The most interesting storyline of the whole novel as her great grandmother that is a nun in a monastery. The entire book should have been about Jiko. Not her life, her father's life, and her incessant whining about school in Tokyo. All of that was useless backstory compared to Jiko's presence of mind, and Haruki #1's life as a kamikaze bomber. That was the story, the rest was wasted words.
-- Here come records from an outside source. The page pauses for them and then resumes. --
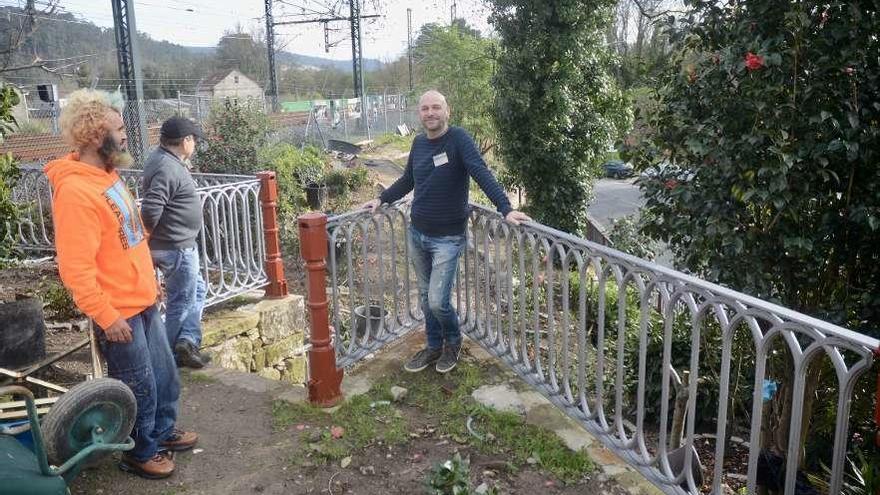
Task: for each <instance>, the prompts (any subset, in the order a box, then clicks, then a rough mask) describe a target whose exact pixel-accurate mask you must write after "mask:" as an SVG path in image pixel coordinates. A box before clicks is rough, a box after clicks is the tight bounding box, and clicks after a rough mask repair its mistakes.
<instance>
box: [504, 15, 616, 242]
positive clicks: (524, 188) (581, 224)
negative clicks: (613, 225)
mask: <svg viewBox="0 0 880 495" xmlns="http://www.w3.org/2000/svg"><path fill="white" fill-rule="evenodd" d="M614 4H615V1H614V0H588V1H583V0H551V1H542V0H493V1H492V6H493V7H492V14H491V17H490V22H492V24H493V25H494V26H495V29H496V30H497V31H498V33H499V34H500V36H501V43H500V45H501V50H500V53H499V58H498V71H497V74H496V76H495V79H494V83H495V91H496V99H495V102H496V105H495V122H496V125H497V127H498V132H499V141H500V144H501V155H502V157H503V159H504V162H505V165H506V167H507V170H508V171H509V172H510V175H511V180H510V181H509V182H510V183H512V184H514V185H520V186H522V187H523V188H524V189H525V192H526V196H527V199H528V206H527V210H528V211H529V212H530V213H531V214H532V215H533V216H534V217H535V218H536V219H537V220H538V221H540V222H543V223H546V224H549V225H552V226H554V227H557V228H559V229H561V230H564V231H568V232H572V233H582V232H583V231H584V229H585V227H586V224H587V205H588V203H589V201H590V199H591V196H592V180H593V178H595V177H596V176H597V173H598V169H599V164H600V162H601V160H602V159H603V158H604V157H605V152H606V150H607V149H608V147H609V146H610V145H611V144H613V143H614V141H615V140H616V139H617V138H618V137H619V136H620V135H621V134H622V132H623V131H624V130H625V128H626V127H627V126H628V122H629V120H630V119H629V111H628V106H627V103H626V100H625V99H624V98H623V95H622V93H621V92H620V91H619V90H618V88H617V87H616V84H615V81H614V79H613V78H612V77H611V75H610V72H609V66H610V62H611V54H610V53H609V51H608V49H607V48H606V47H605V43H604V41H605V33H606V30H607V26H608V24H609V23H610V22H611V15H612V11H613V7H614Z"/></svg>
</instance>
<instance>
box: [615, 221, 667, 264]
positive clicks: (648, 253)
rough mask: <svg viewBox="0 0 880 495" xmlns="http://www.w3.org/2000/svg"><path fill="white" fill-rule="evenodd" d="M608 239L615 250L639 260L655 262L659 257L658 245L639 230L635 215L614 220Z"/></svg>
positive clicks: (639, 229) (650, 238) (647, 236)
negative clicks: (657, 257)
mask: <svg viewBox="0 0 880 495" xmlns="http://www.w3.org/2000/svg"><path fill="white" fill-rule="evenodd" d="M608 239H609V240H610V241H611V245H612V246H614V249H617V250H618V251H623V252H624V253H627V254H631V255H633V256H635V257H637V258H642V259H644V260H648V261H653V260H654V258H655V257H656V256H657V243H656V242H655V241H654V240H653V239H651V238H650V237H648V236H646V235H645V234H644V233H643V232H642V231H641V230H640V229H639V220H638V219H637V218H635V215H629V216H626V217H623V218H618V219H616V220H612V222H611V229H610V230H609V231H608Z"/></svg>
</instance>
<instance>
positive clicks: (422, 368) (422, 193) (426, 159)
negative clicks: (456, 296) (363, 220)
mask: <svg viewBox="0 0 880 495" xmlns="http://www.w3.org/2000/svg"><path fill="white" fill-rule="evenodd" d="M419 119H420V120H421V122H422V126H423V127H424V128H425V133H424V134H419V135H418V136H416V138H415V140H414V141H413V145H412V149H411V150H410V153H409V161H408V162H407V164H406V170H405V171H404V173H403V176H401V177H400V179H398V180H397V182H395V183H394V184H393V185H392V186H391V187H389V188H388V189H386V190H385V192H383V193H382V195H381V196H380V197H379V198H378V199H374V200H372V201H370V202H368V203H366V204H364V205H363V207H364V208H366V209H369V210H374V209H376V208H378V207H379V205H381V204H383V203H393V202H395V201H397V200H399V199H401V198H403V197H404V196H406V195H407V194H408V193H409V192H410V191H414V193H413V202H412V210H411V218H410V220H411V221H410V228H409V232H408V233H407V242H408V244H409V252H410V253H411V256H412V260H413V267H414V268H415V272H416V276H417V277H418V279H419V295H420V296H421V302H422V311H423V312H424V314H425V332H426V334H427V339H428V342H427V346H426V347H425V349H422V350H421V351H419V352H417V353H416V355H415V356H413V357H412V358H411V359H410V360H409V361H408V362H407V363H406V365H405V366H404V369H406V370H407V371H411V372H417V371H422V370H423V369H425V368H427V367H428V366H431V365H434V366H435V368H436V370H437V371H438V372H440V373H446V372H449V371H451V370H452V369H453V368H455V365H456V364H457V363H458V357H459V353H460V351H461V330H460V329H459V326H458V316H457V314H456V312H455V309H454V308H453V307H452V303H451V299H452V282H453V281H454V280H455V274H456V272H457V270H458V258H459V256H461V252H462V250H463V249H464V247H465V246H466V244H467V239H466V230H467V220H468V210H469V207H468V189H469V187H468V186H469V184H470V178H471V177H473V179H474V180H475V181H477V184H479V186H480V188H481V189H482V190H483V192H485V193H486V196H488V197H489V199H490V200H491V201H492V203H493V204H494V205H495V207H496V208H498V211H500V212H501V214H502V215H504V218H505V219H506V220H507V221H508V222H510V223H512V224H514V225H518V224H519V223H520V222H522V221H527V220H530V219H529V217H528V216H526V215H525V214H524V213H522V212H520V211H517V210H514V209H513V208H511V206H510V200H508V199H507V195H506V194H505V193H504V190H503V189H502V188H501V186H500V185H498V182H497V181H496V180H495V177H494V176H493V175H492V172H491V171H489V169H488V167H486V162H484V161H483V157H482V156H480V152H479V151H478V150H477V147H476V145H475V144H474V141H473V139H472V138H471V137H470V135H469V134H468V133H467V131H465V130H464V129H462V128H460V127H449V106H448V105H447V104H446V98H445V97H444V96H443V95H442V94H440V93H439V92H437V91H428V92H427V93H425V94H424V95H422V97H421V98H420V99H419Z"/></svg>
While I feel I learned a lot about Japanese culture, I cannot recommend this book. It's about 250 pages too long. And note – I am no stranger to long books.
Bonnie Des
Aug 19, 2025
10/10 stars
My kind of read. I like a story within a story. Modern, current , historical, multi cultured, ancient wisdom and coming of age story. If you are someone intrigued by Japanese culture, you will appreciate this book.
ClinicallyBookish
May 28, 2025
7/10 stars
"Live. For now. For the time being." Confusing, bewildering, sad, and full of hope, this is beautifully written but extremely abstract. I loved Nao's spunk and humour and was dismayed by the hardship she endured. Another reminder of how much being a teenager sucks; how much being a human being sucks. This is not your average, plot-driven story so be prepared to do quite a bit of mental gymnastics. Also, there are pretty triggering themes including bullying, depression, suicide and death, so be warned.
Kris O.
May 17, 2025
5/10 stars
What the actual *BLEEP* was with that ending? Quantum physics and the multiverse? I did enjoy many bits of the book, the parts at her grandmother's temple were lovely, and the insights into the brutality of the Japanese Army were heartbreaking. But the disappearing words and multiple universes at the end came out of the blue; for 14 hours I'd been listening to a young girl's story of victimization, exploitation and suicidal ideation, interwoven with her great uncle's story and filtered through the lens of another woman's perceptions and experiences when a sudden right turn threw it into anime terrritory. Honestly, go watch Shinkai Makoto's film "Your Name", it's a far superior handling of a very similar story.
Cobbie
Apr 19, 2025
8/10 stars
The part talking about 9/11 was heartbreaking as was much of this book. Some was strange. I fell in love with the characters especially Nao and her great grandmother the Buddhist nun.